We have reached a tipping point in our fight for equality in America. Forty-two years after the Stonewall riots -- a defining moment in the beginning of America's gay rights movement -- New York's legalization of same-sex marriage and California's mandate to teach lesbian, bi-sexual, gay, transgender and queer (LGBTQ) history in grade schools, bring this country closer to a more equal society.
In my decade in Congress, the gay community and its allies have fought numerous battles and this double victory shows we have not fought in vain. Both California and New York, with their own rich history of LGBTQ activism, have taken courageous steps towards equality. I commend Governors Jerry Brown and Andrew Cuomo for answering the calls of their constituents. I am also proud of the progress made in Congress including the repeal of Don't Ask, Don't Tell and movement towards the Defense of Marriage Act repeal. The fact that the Pentagon announced this week that the U.S. military is prepared to accept openly gay and lesbian service members, and doing so will not harm military readiness, is great news. Yet, I know this is not enough.
Discrimination in any realm is still inequality. Now more than never, it is imperative to remind each other, and our elected officials, that until we all have equal rights -- be it the right to marry or earn equal wages -- liberty and justice has not yet been granted.
Consider California. California's groundbreaking legislation -- S.B. 48, the California FAIR Education Act (also known as the LGBT History Bill) -- requires all public schools to teach significant eras and historical movements, such as the previously omitted topics of the gay rights movement and disabilities education. California has laid out a framework for dialogue for the entire country. This dialogue among young people and educators hopes to break the misconceptions and stigma in our society regarding the gay community, and slowly lead to an increased social awareness among future generations.

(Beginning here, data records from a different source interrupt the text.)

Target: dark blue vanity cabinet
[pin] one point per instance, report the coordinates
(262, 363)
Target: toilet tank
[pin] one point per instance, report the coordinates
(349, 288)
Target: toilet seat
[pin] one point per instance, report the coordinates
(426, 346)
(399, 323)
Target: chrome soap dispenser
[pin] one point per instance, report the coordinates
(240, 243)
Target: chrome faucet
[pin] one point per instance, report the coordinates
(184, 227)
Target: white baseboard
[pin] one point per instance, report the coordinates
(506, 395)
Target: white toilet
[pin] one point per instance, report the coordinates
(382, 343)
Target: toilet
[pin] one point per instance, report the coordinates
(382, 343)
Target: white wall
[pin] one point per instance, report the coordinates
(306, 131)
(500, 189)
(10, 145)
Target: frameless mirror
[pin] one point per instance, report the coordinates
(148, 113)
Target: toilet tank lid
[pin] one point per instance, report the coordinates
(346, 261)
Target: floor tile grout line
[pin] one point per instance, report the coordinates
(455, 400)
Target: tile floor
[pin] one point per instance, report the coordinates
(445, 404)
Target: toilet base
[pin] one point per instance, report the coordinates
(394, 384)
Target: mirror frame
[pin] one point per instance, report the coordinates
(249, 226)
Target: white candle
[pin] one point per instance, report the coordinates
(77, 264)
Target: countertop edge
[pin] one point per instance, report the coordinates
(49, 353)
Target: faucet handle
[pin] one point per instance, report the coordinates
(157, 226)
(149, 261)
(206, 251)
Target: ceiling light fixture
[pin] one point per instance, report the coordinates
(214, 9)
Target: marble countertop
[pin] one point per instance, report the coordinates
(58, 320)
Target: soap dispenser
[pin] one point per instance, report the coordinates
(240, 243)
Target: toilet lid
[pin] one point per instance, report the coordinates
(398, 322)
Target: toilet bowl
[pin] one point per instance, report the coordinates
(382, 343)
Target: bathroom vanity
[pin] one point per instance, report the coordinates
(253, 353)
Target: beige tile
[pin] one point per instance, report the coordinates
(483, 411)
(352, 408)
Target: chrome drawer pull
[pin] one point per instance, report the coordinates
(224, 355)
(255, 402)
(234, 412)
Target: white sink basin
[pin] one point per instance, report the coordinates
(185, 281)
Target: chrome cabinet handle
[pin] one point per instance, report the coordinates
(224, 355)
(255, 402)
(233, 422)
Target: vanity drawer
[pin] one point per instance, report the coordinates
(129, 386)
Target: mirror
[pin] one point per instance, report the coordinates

Consider New York. Even as New York became the sixth and largest state to grant same-sex marriage licenses, thousands of gay couples remain in immigration limbo throughout the country, not able to sponsor their partners for residency or prevent deportation. In fact, one of my constituents, Judy Rickard, is being torn apart from her partner because of unfair immigration laws. Judy and others face a distinctly different, and unequal, reality compared with heterosexual couples. We must not forget that these communities continue to struggle, often silently, for their rights.
My strong advocacy for equal rights within the gay community is rooted in my commitment to increase the visibility and profile of all underrepresented communities. This is reflected in my authoring of the Reuniting Families Act, which eliminates discrimination in immigration law against same-sex, permanent partners and their families who are seeking to reunite. I reintroduced it in the 112th Congress to help reunite the tens of thousands of lives and livelihoods put on hold due to our current discriminatory immigration law.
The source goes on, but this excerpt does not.